Bug 1390693 - Use thread pool for S3 uploads; r?dustin draft
authorGregory Szorc <gps@mozilla.com>
Thu, 24 Aug 2017 12:38:01 -0700
changeset 652435 894334de4a9ef5bc67b65e164fd31690cbad4b44
parent 652434 44548d7131582b817723fb040e4a6819d14096fc
child 728087 372738981bb16656032269421dd865bc6c6f8384
push id76055
push usergszorc@mozilla.com
push dateThu, 24 Aug 2017 20:42:35 +0000
reviewersdustin
bugs1390693
milestone57.0a1
Bug 1390693 - Use thread pool for S3 uploads; r?dustin This reduces the time taken to upload the Firefox docs from ~30s to ~5s (per invocation). MozReview-Commit-ID: DxOrvxvVn42
tools/docs/moztreedocs/upload.py
--- a/tools/docs/moztreedocs/upload.py
+++ b/tools/docs/moztreedocs/upload.py
@@ -2,18 +2,21 @@
 # License, v. 2.0. If a copy of the MPL was not distributed with this
 # file, # You can obtain one at http://mozilla.org/MPL/2.0/.
 
 from __future__ import absolute_import, unicode_literals
 
 import io
 import mimetypes
 import os
+import sys
 
+import botocore
 import boto3
+import concurrent.futures as futures
 import requests
 
 
 def s3_upload(files, key_prefix=None):
     """Upload files to an S3 bucket.
 
     ``files`` is an iterable of ``(path, BaseFile)`` (typically from a
     mozpack Finder).
@@ -42,29 +45,41 @@ def s3_upload(files, key_prefix=None):
         secret = res.json()['secret']
         session = boto3.session.Session(
             aws_access_key_id=secret['AWS_ACCESS_KEY_ID'],
             aws_secret_access_key=secret['AWS_SECRET_ACCESS_KEY'],
             region_name=region)
     else:
         print("Trying to use your AWS credentials..")

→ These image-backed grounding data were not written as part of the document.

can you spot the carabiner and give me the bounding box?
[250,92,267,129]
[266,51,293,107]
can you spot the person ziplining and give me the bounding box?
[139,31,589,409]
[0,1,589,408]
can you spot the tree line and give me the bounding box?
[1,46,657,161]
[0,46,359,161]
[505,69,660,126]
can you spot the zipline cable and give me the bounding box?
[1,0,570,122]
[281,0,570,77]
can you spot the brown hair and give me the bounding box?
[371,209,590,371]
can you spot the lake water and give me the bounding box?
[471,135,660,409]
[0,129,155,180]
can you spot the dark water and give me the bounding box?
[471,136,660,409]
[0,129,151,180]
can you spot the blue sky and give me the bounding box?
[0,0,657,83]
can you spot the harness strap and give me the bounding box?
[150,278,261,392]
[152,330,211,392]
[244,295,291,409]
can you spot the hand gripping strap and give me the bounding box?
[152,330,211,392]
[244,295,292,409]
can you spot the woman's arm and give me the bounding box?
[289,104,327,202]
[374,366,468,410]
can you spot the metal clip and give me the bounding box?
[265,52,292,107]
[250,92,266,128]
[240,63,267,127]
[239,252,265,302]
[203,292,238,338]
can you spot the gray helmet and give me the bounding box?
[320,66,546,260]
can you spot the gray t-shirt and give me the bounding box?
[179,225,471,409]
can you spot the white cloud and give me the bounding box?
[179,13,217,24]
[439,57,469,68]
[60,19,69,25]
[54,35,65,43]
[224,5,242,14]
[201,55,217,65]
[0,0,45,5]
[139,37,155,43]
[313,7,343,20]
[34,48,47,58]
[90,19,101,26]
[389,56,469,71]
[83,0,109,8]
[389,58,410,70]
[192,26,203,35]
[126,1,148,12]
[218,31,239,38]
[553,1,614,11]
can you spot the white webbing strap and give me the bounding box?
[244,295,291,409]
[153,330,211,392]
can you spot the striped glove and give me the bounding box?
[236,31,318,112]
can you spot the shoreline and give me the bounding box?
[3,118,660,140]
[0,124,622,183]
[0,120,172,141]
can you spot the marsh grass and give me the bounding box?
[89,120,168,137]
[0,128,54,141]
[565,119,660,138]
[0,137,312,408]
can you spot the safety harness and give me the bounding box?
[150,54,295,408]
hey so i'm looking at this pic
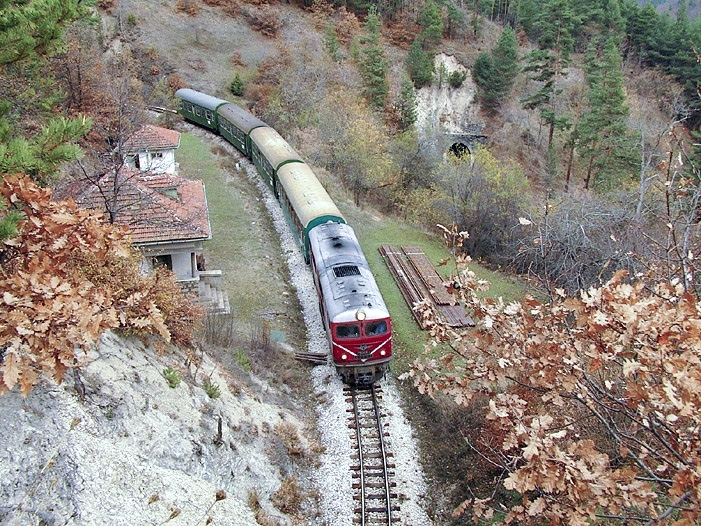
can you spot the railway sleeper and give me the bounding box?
[353,451,385,459]
[352,517,401,525]
[354,498,398,509]
[353,481,397,489]
[351,465,396,473]
[355,450,393,459]
[351,469,395,477]
[355,504,401,524]
[359,422,382,429]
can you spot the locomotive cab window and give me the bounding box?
[336,324,361,338]
[365,320,388,336]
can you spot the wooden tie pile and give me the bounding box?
[379,245,474,329]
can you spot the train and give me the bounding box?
[174,88,392,385]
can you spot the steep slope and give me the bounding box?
[1,332,313,525]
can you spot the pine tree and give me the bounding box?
[521,0,574,147]
[625,2,658,64]
[577,37,636,190]
[1,0,92,242]
[522,50,563,147]
[357,6,389,109]
[445,3,464,40]
[418,0,443,49]
[473,26,519,113]
[230,73,244,96]
[515,0,543,38]
[396,76,418,131]
[406,39,434,88]
[324,22,341,62]
[535,0,575,54]
[0,0,91,66]
[473,51,498,110]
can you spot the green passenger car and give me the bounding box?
[175,88,228,131]
[217,103,267,156]
[249,127,303,193]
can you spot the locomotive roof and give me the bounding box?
[308,222,389,323]
[277,163,345,229]
[175,88,229,111]
[217,103,267,133]
[249,127,303,170]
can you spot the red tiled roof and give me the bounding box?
[123,125,181,152]
[70,169,211,244]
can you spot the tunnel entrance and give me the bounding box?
[450,142,470,158]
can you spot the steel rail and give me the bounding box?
[351,389,367,526]
[370,384,393,525]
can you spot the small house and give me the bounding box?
[57,124,229,314]
[122,124,180,175]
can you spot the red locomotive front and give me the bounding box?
[331,308,392,384]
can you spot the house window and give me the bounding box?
[152,255,172,271]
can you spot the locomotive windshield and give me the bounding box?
[336,324,360,338]
[365,320,388,336]
[336,320,388,339]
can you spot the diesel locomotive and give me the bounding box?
[175,88,392,385]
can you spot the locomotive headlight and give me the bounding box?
[380,350,386,356]
[356,309,366,321]
[341,354,348,360]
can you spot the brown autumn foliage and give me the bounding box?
[0,175,204,396]
[403,232,701,525]
[244,4,283,37]
[175,0,199,16]
[334,6,360,45]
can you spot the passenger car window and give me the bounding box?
[365,321,388,336]
[337,324,360,338]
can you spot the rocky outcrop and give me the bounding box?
[0,332,310,526]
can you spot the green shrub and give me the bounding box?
[230,73,244,97]
[203,378,221,399]
[235,349,251,372]
[448,70,467,88]
[162,367,181,388]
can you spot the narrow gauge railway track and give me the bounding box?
[346,385,400,525]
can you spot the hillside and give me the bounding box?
[3,0,700,524]
[644,0,701,19]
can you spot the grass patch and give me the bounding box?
[177,133,301,332]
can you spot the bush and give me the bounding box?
[245,5,282,38]
[0,176,201,396]
[230,73,244,97]
[448,70,467,88]
[162,367,181,388]
[271,476,302,514]
[203,378,221,399]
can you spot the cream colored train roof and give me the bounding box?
[277,162,345,228]
[249,126,303,170]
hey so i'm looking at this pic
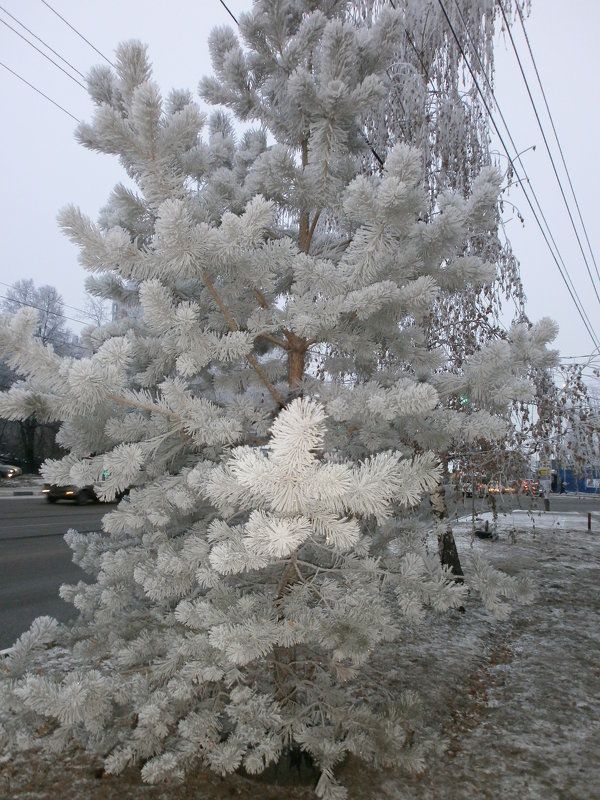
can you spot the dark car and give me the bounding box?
[42,483,99,505]
[0,463,23,479]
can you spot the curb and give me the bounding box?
[0,490,40,498]
[0,480,44,498]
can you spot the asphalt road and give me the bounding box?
[0,497,108,650]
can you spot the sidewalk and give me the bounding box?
[0,476,44,498]
[456,507,600,533]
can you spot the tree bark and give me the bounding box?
[286,332,307,393]
[430,481,464,581]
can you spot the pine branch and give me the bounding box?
[107,392,183,421]
[307,210,322,249]
[255,332,289,350]
[252,289,289,350]
[199,265,284,407]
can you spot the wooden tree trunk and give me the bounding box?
[287,334,307,392]
[272,334,309,702]
[430,481,464,581]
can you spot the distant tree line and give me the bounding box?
[0,279,109,472]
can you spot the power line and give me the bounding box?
[394,0,600,355]
[497,0,600,309]
[396,0,600,350]
[0,281,95,319]
[449,0,600,348]
[0,59,80,122]
[39,0,115,68]
[560,354,600,361]
[0,293,88,326]
[0,293,108,353]
[452,0,598,347]
[435,0,600,352]
[0,15,86,89]
[218,0,238,26]
[514,3,600,293]
[440,1,600,350]
[0,3,86,79]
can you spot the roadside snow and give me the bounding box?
[456,508,600,534]
[364,514,600,799]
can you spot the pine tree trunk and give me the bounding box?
[430,481,464,581]
[437,526,464,580]
[286,333,307,393]
[272,341,309,702]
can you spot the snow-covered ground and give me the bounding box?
[368,511,600,800]
[1,511,598,799]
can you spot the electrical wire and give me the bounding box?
[0,3,86,79]
[0,59,80,122]
[0,294,111,353]
[218,0,238,26]
[0,291,110,353]
[39,0,115,68]
[403,0,600,357]
[496,0,600,308]
[514,2,600,292]
[452,0,598,337]
[560,354,600,361]
[397,0,600,351]
[435,0,600,352]
[0,293,90,326]
[0,281,97,319]
[0,15,86,89]
[450,0,600,350]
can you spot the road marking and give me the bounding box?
[0,494,45,500]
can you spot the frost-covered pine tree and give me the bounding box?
[0,2,555,796]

         session = boto3.session.Session(region_name=region)
-    s3 = session.client('s3')
+
+    s3 = session.client('s3',
+                        config=botocore.client.Config(max_pool_connections=20))
 
-    for path, f in files:
-        content_type, content_encoding = mimetypes.guess_type(path)
-        extra_args = {}
-        if content_type:
-            extra_args['ContentType'] = content_type
-        if content_encoding:
-            extra_args['ContentEncoding'] = content_encoding
+    def upload(f, bucket, key, extra_args):
+        # Need to flush to avoid buffering/interleaving from multiple threads.

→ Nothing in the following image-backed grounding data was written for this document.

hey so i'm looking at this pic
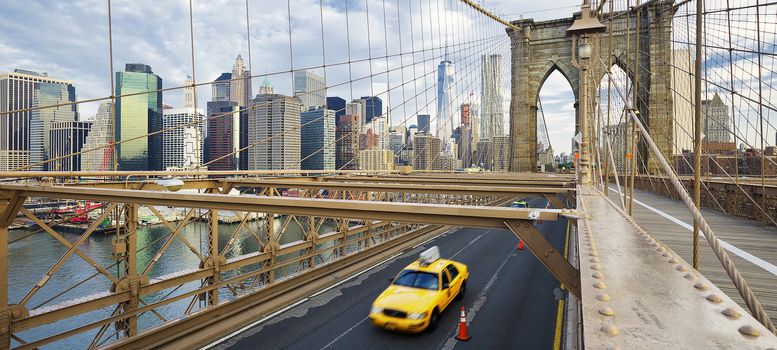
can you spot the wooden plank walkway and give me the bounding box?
[606,186,777,326]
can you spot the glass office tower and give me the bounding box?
[115,63,163,171]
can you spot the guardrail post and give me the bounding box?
[207,208,220,306]
[115,203,139,337]
[0,226,8,350]
[0,191,23,350]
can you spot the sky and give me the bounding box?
[0,0,583,154]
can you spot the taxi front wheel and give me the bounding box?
[427,310,440,332]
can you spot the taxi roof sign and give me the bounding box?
[419,246,440,266]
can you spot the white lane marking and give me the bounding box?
[318,229,485,350]
[200,298,310,350]
[320,317,369,350]
[440,245,516,350]
[450,231,487,259]
[201,228,453,349]
[609,187,777,277]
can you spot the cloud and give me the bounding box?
[1,0,583,158]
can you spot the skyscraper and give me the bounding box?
[0,69,77,171]
[206,100,241,171]
[183,75,195,110]
[336,114,359,170]
[491,135,510,171]
[364,116,389,150]
[163,108,205,170]
[436,59,455,146]
[49,121,91,171]
[300,107,335,170]
[81,102,114,171]
[30,80,79,170]
[327,96,346,119]
[230,55,252,108]
[347,100,366,129]
[702,93,731,143]
[115,63,163,171]
[480,54,503,140]
[413,133,441,170]
[418,114,431,134]
[294,70,326,109]
[212,73,232,102]
[672,49,693,154]
[248,91,302,170]
[360,96,383,123]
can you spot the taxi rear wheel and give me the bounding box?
[427,310,440,332]
[455,281,466,300]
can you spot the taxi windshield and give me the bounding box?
[392,270,439,290]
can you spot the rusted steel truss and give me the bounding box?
[0,174,576,349]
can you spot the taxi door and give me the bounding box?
[441,269,455,309]
[445,264,463,302]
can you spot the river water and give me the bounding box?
[9,215,332,349]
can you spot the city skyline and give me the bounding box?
[0,0,532,147]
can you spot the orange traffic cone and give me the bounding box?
[456,306,471,341]
[518,240,525,250]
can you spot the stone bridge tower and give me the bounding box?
[506,1,676,173]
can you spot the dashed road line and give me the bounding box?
[439,245,517,350]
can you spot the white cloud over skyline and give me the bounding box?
[0,0,583,153]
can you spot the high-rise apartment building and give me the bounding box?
[389,126,407,154]
[49,121,91,171]
[248,93,301,170]
[412,133,441,170]
[115,63,163,171]
[460,128,472,168]
[162,108,205,170]
[480,54,503,140]
[436,59,455,145]
[702,93,731,143]
[294,70,326,109]
[491,135,510,171]
[358,149,394,171]
[0,69,77,171]
[408,125,418,146]
[476,139,492,169]
[336,115,359,170]
[81,102,114,171]
[606,122,629,172]
[230,55,252,108]
[206,101,242,171]
[212,73,232,102]
[300,107,335,170]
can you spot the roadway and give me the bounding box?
[208,198,568,350]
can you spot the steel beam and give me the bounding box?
[100,225,452,350]
[226,179,573,196]
[504,220,581,299]
[0,185,560,228]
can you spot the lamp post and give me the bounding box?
[577,40,593,184]
[568,1,606,186]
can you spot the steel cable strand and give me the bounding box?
[604,60,777,333]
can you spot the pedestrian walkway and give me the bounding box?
[607,186,777,325]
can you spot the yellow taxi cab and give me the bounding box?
[369,246,469,333]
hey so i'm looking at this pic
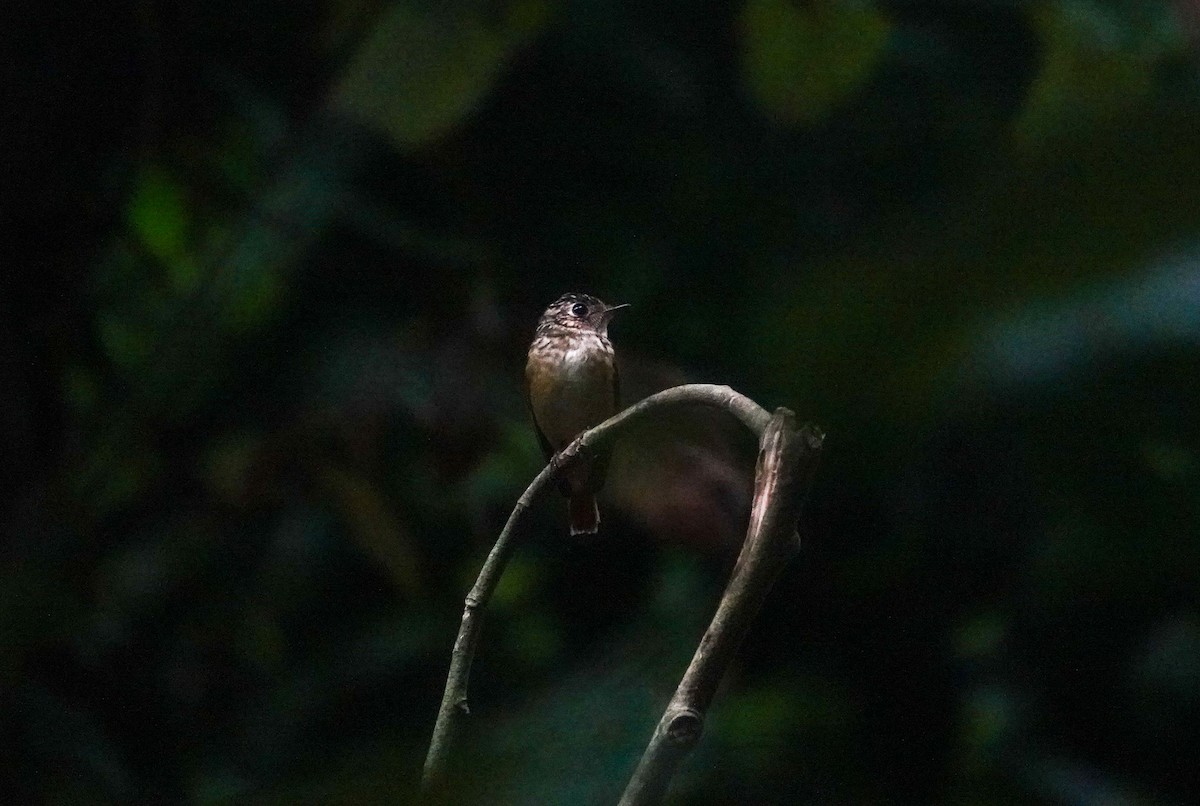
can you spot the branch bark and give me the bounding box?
[419,384,820,797]
[618,409,823,805]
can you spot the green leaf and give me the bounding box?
[127,166,187,261]
[334,0,550,149]
[740,0,890,125]
[126,166,203,293]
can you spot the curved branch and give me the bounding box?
[420,384,784,791]
[618,410,824,805]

+        sys.stdout.write('uploading %s to %s\n' % (path, key))
+        sys.stdout.flush()
+        s3.upload_fileobj(f, bucket, key, ExtraArgs=extra_args)
 
-        if key_prefix:
-            key = '%s/%s' % (key_prefix, path)
-        else:
-            key = path
+    fs = []
+    with futures.ThreadPoolExecutor(20) as e:
+        for path, f in files:
+            content_type, content_encoding = mimetypes.guess_type(path)
+            extra_args = {}
+            if content_type:
+                extra_args['ContentType'] = content_type
+            if content_encoding:
+                extra_args['ContentEncoding'] = content_encoding
 
-        print('uploading %s to %s' % (path, key))
+            if key_prefix:
+                key = '%s/%s' % (key_prefix, path)
+            else:
+                key = path
 
-        # The file types returned by mozpack behave like file objects. But they
-        # don't accept an argument to read(). So we wrap in a BytesIO.
-        s3.upload_fileobj(io.BytesIO(f.read()), bucket, key,
-                          ExtraArgs=extra_args)
+            # The file types returned by mozpack behave like file objects. But
+            # they don't accept an argument to read(). So we wrap in a BytesIO.
+            fs.append(e.submit(upload, io.BytesIO(f.read()), bucket, key,
+                               extra_args))
+
+    # Need to do this to catch any exceptions.
+    for f in fs:
+        f.result()